12/08/2025
Paremos los aprietes y la confiscación salarial de Sáenz
La miseria salarial docente se agravó con la última paritaria. Un cargo inicial apenas cobrará 715 mil pesos, casi la mitad de la canasta de pobreza. El 6% perdido por la inflación del primer semestre no se recupera: los nuevos porcentajes no son retroactivos. El mentado 23 % de “aumento” para el 2025, al no estar aplicado al último sueldo y sobre el salario de bolsillo, no llega a un 12% real ante una inflación anual proyectada del 30%.
Que Sáenz viva afirmando que defiende a los salteños es una provocación contra quienes vivimos de un salario. Tomó por cuenta propia la motosierra de Milei contra los trabajadores, mientras bajó un 20% los ingresos brutos a empresarios mineros, hoteleros, agrícolas e industriales; una pérdida fiscal aproximada de 60 mil millones de pesos sólo en este año, que el Estado compensa con la confiscación del salario y el derrumbe del sistema educativo y de salud.
La ADP, ATE, AMET no mueven ni un pelo para quebrar la paritaria que no firmaron. Por el contrario, Mazzone se declara derrotado de antemano ante los descuentos por paro de Sáenz y una eventual sanción al gremio, demostrando por enésima vez que sólo le importa la caja de la ADP. Fue el propio Mazzone quien pidió los descuentos a las huelgas autoconvocadas, que, dicho sea de paso, demostraron que los aprietes y las trabas legales son impotentes ante la masividad de las mismas.
Los autoproclamados “delegados” y “docentes autoconvocados de la plaza”, levantaron su paro para evitar que este sea profundizado y dirigido por las bases mediante asambleas democráticas. Esta auto-carnereada entregó a miles de docentes a los descuentos y sanciones de Sáenz y Fiore, quienes catalogan los días de huelga como faltas injustificadas.

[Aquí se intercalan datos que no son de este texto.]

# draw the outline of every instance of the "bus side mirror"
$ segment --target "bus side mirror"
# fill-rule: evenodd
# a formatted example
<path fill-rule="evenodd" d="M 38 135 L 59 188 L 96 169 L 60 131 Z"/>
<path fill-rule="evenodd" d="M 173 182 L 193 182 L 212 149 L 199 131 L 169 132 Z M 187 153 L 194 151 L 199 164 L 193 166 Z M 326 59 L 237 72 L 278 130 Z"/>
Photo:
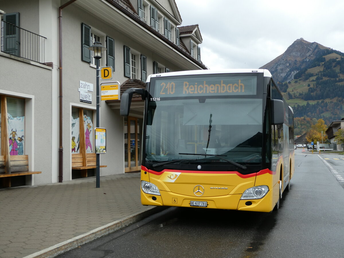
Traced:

Sólo Sitepsa resolvió un plan de lucha. Reconoce recién ahora que es necesario quebrar los aprietes legales del gobierno contra el libre ejercicio del derecho a huelga, pero no exige la reincorporación de los 117 cesanteados con estos mismos mecanismos, cuando estas cesantías son el principal factor de amedrentamiento de la docencia. De este modo y restringiendo sus asambleas a sus afiliados (2% de la masa docente), atenta contra su propia lucha.
Sin embargo, como ya pasó con la huelga llamada por los “autoconvocados de la plaza”, los paros de Sitepsa están siendo un canal para miles de docentes que queremos luchar para mejorar nuestras condiciones de vida y trabajo. No porque confiemos en la burocracia de Sitepsa, ni por la validez legal de su paro; Sáenz ha abolido de hecho el derecho a huelga, aun cuando es llamado por un sindicato. Sino porque estamos hartos de los salarios de hambre, de escuelas que se caen a pedazos y del estado de aprietes arbitrariedades constantes en cada establecimiento por parte de directivos y supervisores.
Retomemos las mejores enseñanzas de 20 años de lucha autoconvocada. Los aprietes se quiebran y la fuerza para la lucha se consigue si en cada establecimiento ponemos de pie una organización colectiva mediante asambleas que discutan un pliego salarial de lucha y las medidas a tomar para comenzar a luchar, que pueden ir desde cartelazos y quites de colaboración, al paro de inmediato. Esto debemos replicarlo en cada municipio y departamento, para reconstruir una gran asamblea provincial, con delegados electos y revocables, respetuosos del mandato de las bases.
Como ya lo hicimos con el paro de los placeros, o antes con los llamados ADP y CTERA, explotemos a nuestro favor el paro de Sitepsa, desenvolviendo nuestra propia organización y nuestro propio pliego.
Es más necesario que nunca pelear por un salario mínimo igual al costo de la canasta familiar, de 2 millones de pesos y un aumento inmediato del 100% al salario de bolsillo.
Debemos imponer el respeto irrestricto a la libre organización de la docencia y el derecho a huelga. Exijamos la devolución de los descuentos y la anulación de las faltas injustificadas. Impongamos la reincorporación de los 117 docentes cesanteados por luchar.
Preparemos el camino para una nueva y gran huelga general de la docencia autoconvocada, que imponga todas nuestras reivindicaciones. Construyamos la organización y dirección que hacen falta para ello.